Employee Information Table

ID	Name	Age	Salary	City
101	Alice	25	55000	NY
102	Bob	29	48000	LA
103	Charlie	29	55000	NY
104	David	33	62000	SF
106	Alice	27	59000	LA

Partial Match (ID)

Employee Data Table

ID	Name	Age	Salary	City
101	Alice	25	55000	NY
102	Bob	29	48000	LA
103	Charlie	29	55000	NY
104	David	33	62000	SF
106	Alice	27	59000	LA

Partial Match (Name)

Employee Information Table

ID	Name	Age	Salary	City
101	Alice	25	55000	NY
102	Bob	29	48000	LA
103	Charlie	29	55000	NY
104	David	33	62000	SF

Partial Match (ID and Name)

Employee Data Table

ID	Name	Age	Salary	City
101	Alice	25	55000	NY
102	Bob	29	48000	LA
103	Charlie	29	55000	NY
104	David	33	62000	SF
106	Alice	27	59000	LA

As shown above, in this particular case, using a partial match approach based solely on "Name" yields a different result compared to other methods.

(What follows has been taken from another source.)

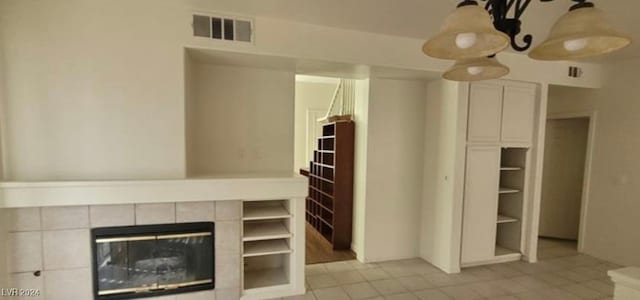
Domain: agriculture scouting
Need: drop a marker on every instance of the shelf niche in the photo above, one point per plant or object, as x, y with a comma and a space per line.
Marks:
238, 115
513, 163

This is because we had two distinct observations that share only one common attribute (i.e., "Name"). In other cases, different outcomes may occur. Therefore, it is crucial to carefully select the appropriate key identifiers when using a partial match approach.

Normalizing Data Formats

Data collected from various sources might be in different formats, making it difficult to analyze. Normalizing these formats ensures consistency across your dataset. Below are some common tasks in normalization:

Standardizing Dates: Converting dates to a consistent format (e.g., YYYY-MM-DD).
Text Case Standardization: Ensuring that text data is consistently in uppercase or lowercase.
Unit Conversion: Converting measurements to a common unit (e.g., converting all weights to kilograms).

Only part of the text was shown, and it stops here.